2. Indien de belanghebbende gebruik maakt van de in artikel 4 genoemde
mogelijkheid en de aanschafwaarde van de fiets hoger is dan € 749,-,
wordt het bedrag boven de € 749,- door de belanghebbende netto en
gedurende een vooraf gekozen leasetermijn (de leasetermijn bedraagt
36, 48 of 60 maanden), maandelijks middels een automatische incasso
aan NFP betaald.
3. Voor aflevering van de leasefiets betaalt belanghebbende een borgsom
van 10% van de aanschafwaarde van de fiets. Wanneer de leasetermijn
is verstreken, kan de belanghebbende de fiets voor een nader te
bepalen bedrag overnemen. Gedurende de leasetermijn is
belanghebbende geen eigenaar van de fiets.
Artikel 7 Betaling fietsbijdrage aan werknemer
Indien de belanghebbende gebruik maakt van de in artikel 3, onderdeel
b, genoemde mogelijkheid, wordt de fietsbijdrage aangevraagd door het
indienen van de door de belanghebbende ingevulde en ondertekende
fietsovereenkomst, met daarin de fietsverklaring.

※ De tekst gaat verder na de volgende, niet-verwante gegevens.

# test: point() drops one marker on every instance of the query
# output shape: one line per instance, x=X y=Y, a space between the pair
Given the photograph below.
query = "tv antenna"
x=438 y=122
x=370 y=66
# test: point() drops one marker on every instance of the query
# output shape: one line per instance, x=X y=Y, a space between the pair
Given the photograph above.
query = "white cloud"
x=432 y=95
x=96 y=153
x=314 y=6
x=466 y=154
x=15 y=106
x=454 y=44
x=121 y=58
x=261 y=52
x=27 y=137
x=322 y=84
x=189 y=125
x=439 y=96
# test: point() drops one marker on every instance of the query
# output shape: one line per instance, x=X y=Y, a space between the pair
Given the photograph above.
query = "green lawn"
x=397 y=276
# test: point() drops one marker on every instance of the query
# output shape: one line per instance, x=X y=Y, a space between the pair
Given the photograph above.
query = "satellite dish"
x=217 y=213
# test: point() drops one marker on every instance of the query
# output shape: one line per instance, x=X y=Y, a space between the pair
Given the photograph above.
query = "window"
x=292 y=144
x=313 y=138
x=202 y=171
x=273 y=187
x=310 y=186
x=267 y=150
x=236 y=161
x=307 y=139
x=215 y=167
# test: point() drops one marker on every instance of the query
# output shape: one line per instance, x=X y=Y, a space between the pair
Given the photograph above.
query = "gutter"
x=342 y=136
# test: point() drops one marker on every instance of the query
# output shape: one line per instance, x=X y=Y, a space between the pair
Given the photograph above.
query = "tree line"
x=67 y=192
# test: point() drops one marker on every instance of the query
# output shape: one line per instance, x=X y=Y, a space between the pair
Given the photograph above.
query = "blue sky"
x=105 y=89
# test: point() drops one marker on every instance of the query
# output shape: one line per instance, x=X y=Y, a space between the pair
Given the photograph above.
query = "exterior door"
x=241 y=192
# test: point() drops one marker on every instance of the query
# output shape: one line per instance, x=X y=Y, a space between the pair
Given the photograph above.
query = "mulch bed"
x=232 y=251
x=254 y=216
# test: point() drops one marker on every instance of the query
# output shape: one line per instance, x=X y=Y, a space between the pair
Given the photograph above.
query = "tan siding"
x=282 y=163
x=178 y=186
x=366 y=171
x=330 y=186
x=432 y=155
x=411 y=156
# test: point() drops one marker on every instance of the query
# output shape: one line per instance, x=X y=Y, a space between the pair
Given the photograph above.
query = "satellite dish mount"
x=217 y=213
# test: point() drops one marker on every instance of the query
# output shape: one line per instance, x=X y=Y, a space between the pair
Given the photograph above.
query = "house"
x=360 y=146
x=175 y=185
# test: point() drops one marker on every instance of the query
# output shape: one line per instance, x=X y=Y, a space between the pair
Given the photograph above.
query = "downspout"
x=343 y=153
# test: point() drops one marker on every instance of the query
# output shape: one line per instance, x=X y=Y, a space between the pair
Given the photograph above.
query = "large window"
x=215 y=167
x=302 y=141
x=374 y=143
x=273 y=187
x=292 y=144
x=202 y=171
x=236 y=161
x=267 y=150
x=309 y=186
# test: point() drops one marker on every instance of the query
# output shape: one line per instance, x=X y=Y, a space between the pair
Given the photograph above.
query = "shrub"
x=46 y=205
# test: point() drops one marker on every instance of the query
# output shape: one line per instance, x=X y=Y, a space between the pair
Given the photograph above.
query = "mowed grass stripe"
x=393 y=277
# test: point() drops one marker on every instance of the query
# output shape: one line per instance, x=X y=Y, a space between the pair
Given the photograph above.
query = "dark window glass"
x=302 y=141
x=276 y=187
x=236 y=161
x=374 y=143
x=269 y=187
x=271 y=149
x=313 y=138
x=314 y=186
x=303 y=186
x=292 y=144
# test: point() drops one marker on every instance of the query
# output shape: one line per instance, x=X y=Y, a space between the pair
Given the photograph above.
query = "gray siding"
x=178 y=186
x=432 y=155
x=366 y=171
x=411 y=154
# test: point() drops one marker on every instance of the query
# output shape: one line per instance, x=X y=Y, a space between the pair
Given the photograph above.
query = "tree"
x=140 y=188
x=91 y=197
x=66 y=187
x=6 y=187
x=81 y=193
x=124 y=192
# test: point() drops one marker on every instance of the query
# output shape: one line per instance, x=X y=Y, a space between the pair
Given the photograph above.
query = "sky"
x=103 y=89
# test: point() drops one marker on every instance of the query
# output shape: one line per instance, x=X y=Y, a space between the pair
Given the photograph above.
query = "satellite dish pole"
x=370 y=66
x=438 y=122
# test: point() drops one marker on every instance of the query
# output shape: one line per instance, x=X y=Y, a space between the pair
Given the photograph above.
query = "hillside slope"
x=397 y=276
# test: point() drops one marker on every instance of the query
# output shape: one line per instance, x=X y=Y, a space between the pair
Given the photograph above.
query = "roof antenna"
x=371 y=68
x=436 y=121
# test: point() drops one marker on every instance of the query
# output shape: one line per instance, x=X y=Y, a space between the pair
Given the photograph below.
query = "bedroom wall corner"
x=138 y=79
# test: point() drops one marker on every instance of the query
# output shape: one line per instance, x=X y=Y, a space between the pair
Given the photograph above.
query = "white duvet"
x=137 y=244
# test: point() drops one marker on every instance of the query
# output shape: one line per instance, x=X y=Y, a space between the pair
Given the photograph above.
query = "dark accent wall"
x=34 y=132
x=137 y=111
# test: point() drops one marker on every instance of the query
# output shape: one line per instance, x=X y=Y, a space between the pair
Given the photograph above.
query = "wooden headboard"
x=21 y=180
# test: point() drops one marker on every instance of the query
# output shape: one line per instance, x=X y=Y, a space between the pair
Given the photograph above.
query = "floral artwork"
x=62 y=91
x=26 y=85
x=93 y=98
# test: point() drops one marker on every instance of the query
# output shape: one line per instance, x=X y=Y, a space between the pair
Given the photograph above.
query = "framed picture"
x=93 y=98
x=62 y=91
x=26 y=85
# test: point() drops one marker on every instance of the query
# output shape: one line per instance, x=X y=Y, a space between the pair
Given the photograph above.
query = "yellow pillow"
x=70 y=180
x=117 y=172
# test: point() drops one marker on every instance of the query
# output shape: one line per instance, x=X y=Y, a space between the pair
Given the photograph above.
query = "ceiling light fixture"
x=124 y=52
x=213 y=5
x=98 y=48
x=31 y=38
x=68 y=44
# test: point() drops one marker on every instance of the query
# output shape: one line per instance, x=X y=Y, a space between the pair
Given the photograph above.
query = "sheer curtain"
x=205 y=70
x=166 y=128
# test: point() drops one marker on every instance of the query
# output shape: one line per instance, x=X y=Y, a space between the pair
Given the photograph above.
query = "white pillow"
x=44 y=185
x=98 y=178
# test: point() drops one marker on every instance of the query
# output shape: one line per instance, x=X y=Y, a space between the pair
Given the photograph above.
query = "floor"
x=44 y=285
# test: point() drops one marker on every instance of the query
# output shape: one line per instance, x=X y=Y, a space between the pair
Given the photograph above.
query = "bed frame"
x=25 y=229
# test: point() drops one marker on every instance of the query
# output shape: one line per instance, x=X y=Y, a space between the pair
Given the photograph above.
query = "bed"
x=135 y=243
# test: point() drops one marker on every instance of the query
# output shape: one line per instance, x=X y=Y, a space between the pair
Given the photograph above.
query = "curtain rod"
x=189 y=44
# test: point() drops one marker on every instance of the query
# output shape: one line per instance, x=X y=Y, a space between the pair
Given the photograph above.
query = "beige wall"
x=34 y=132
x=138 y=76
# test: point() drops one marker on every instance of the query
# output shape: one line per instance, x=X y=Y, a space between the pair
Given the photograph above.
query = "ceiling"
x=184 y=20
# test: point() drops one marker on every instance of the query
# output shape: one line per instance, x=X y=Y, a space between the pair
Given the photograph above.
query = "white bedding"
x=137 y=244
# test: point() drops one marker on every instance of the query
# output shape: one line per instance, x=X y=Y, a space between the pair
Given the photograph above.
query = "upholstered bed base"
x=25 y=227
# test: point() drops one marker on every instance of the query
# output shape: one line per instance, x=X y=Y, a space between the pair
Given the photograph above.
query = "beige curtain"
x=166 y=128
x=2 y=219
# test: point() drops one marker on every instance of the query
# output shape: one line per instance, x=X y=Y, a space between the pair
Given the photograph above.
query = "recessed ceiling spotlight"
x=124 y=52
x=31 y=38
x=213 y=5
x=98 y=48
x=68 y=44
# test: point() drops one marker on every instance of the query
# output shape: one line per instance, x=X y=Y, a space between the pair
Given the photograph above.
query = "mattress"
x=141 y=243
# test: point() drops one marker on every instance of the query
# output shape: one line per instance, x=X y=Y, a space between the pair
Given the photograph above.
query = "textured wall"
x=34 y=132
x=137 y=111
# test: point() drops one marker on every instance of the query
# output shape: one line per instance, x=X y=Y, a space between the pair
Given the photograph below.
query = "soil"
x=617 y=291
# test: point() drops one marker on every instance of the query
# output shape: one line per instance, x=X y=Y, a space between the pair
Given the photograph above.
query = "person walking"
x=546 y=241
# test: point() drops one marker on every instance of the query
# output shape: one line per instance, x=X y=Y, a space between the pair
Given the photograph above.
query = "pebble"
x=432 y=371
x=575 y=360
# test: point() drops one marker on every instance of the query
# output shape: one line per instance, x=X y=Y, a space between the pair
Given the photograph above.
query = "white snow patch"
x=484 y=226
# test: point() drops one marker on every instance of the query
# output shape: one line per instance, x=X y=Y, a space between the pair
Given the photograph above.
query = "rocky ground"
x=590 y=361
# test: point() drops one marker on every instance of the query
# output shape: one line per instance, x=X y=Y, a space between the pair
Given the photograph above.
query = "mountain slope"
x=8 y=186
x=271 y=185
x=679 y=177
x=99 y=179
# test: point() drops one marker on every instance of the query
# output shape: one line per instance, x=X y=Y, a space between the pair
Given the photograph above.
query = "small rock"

2. De in het eerste lid genoemde fietsovereenkomst gaat vergezeld van de
volgende bijlagen:
a. de originele op naam gestelde factuur voor de levering van de fiets
en, indien van toepassing, de fietsverzekering en/of accessoires;
b. indien bij een rijwielhandelaar een verzekering wordt gesloten, een
kopie van de polis van deze verzekering;
c. een bewijs of de bewijzen van betaling.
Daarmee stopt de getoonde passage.